Horneos used to store corn for the chickens. The unusual pillars prevent rats from climbing in.


We got up not in the best of moods. Still slightly hungry after last nights poor meal and in dire need of coffee and some breakfast. We bumped into the Spanish ladies again but they were moving more slowly than us, we were on a mission for coffee.

We travelled thirteen arduous kilometers before we found a bar. We had our heads down and our eyes all but shut, without food and coffee we were fit for nothing. So glad were we to find food we just ordered and sat down not noticing the French couple sitting there again. By hand gestures and the word “Oviedo” we realized they were asking for our destination tonight. We said “No Gijon” they looked askance “No Gijon Oviedo” they said. After much hand gestures and the help of some others we found out we had taken a wrong turning outside Villaviciosa and now we were on the Primitivo and no longer El Norte. We could turn in Oviedo and rejoin El Norte or we could stay on the Primitivo, the decision could wait. Either way we were not going to Gijon tonight.

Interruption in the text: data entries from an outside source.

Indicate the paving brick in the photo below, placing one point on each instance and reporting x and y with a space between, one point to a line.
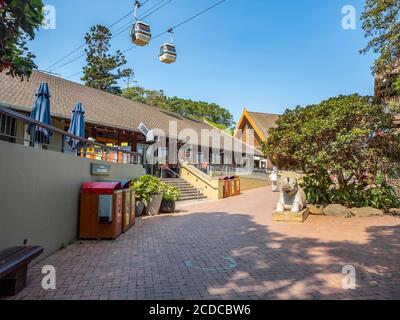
230 249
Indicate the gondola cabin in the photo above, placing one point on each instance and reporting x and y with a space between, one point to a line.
168 53
141 34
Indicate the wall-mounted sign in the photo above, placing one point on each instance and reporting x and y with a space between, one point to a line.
100 169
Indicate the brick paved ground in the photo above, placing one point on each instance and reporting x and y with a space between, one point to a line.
230 250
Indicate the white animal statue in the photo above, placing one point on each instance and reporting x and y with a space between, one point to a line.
293 197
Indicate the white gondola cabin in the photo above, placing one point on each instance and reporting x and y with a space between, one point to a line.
168 53
141 34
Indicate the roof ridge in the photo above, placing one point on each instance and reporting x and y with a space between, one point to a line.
102 92
265 113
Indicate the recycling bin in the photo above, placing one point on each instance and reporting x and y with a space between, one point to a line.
235 186
227 187
126 210
101 210
132 220
128 204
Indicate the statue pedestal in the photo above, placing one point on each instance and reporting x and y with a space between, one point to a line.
289 216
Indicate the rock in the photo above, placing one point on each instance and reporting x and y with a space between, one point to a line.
366 212
337 210
316 210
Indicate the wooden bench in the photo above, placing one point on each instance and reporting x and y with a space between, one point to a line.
14 267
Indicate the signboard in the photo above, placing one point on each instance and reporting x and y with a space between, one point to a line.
100 169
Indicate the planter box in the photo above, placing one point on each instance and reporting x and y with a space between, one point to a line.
289 216
167 206
153 207
316 210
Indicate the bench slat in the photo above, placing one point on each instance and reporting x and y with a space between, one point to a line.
15 258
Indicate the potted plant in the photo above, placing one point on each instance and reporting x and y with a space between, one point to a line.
149 194
171 195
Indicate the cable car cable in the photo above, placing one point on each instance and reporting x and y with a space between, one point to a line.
84 53
81 46
181 23
176 26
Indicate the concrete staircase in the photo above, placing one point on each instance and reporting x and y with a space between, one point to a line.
187 190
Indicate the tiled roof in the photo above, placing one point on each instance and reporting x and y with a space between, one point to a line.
264 121
101 108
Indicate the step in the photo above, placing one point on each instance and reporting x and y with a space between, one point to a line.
192 198
188 192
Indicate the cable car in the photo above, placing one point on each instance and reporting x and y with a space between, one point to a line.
141 34
167 53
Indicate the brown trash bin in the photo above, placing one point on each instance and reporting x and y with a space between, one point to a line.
235 186
101 210
227 187
132 220
126 210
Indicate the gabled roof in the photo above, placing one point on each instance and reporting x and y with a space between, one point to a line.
101 108
261 122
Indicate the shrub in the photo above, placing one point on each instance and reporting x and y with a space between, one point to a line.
171 193
377 194
145 187
317 187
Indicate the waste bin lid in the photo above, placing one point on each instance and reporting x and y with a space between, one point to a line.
101 187
125 183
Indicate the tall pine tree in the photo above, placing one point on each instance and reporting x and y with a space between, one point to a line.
381 23
103 70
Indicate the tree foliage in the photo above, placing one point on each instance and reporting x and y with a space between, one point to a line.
381 23
199 110
349 136
19 20
103 70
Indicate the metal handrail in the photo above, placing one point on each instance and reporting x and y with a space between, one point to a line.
29 121
199 190
176 174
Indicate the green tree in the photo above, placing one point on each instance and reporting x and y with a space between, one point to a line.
199 110
19 20
349 136
381 23
103 70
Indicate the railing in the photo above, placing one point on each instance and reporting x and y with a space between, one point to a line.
199 190
227 170
20 129
166 169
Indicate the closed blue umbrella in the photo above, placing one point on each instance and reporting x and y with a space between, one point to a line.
41 113
77 125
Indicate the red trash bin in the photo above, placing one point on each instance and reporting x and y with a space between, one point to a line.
235 186
101 210
227 187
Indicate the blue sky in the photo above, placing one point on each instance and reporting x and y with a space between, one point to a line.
261 54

Oviedo was too far for us today and the French left while we ate our late breakfast, we would not see them again.

Just then John arrived jumping up suddenly from behind a wall. We all stocked up with water and he joined us for the day. Funny how Viv calls me The Mallory Bunny and struggles to keep up, yet her and John are off in front all day and now I can’t keep up.


The day passes quickly though, at the back I can more or less go at my own pace just occasionally catching up with the conversation. John seems to have an opinion on every political situation. I tell him he is not entitled if he has never voted. You cannot blame those who choose to vote for their opinions if you cannot be bothered yourself.

Eventually we arrive at the outskirts of Polo de Siero. We pass a few bars and eventually stop at a bar in the square, drink time. John, it seems, has a schedule and we work out that he can just about manage it, but he will not be stopping here. We give him my number and he promises to call, then we set off to look for a hostal. John, being over helpful asks some local guys and they set me off for the Hotel Loriga. We wave goodbye, this is the last time we see John.

No amount of ringing the bell will bring a response  at the Hotel so we set off to look for another. It is quite futile so we head out toward the alburgue. The hospitalero welcomes us in and gives us a stamp. There is male and female shower room and toilet. It is quite spacious with three shower cubicles in each. The book says 18 beds but we can only count twelve.

Anyway being in an alburgue meant we could get everything washed and hung outside. We were early enough to have the place to ourselves and enjoyed the free time, before heading off to the square again for food.

In the square we hit the usual problem, nobody was serving food. In the end we went to a kebab house that was doing platos and had chicken and chips. We may be getting plenty of exercise but we are not getting healthy food choices. Beer in cans as well, living the high life here.

We returned to the alburgue and the hospitalero was gone. It was locked up, but we had a key. Inside we were totally alone, for twelve euros we had a huge building to ourselves. We are in for a peaceful night.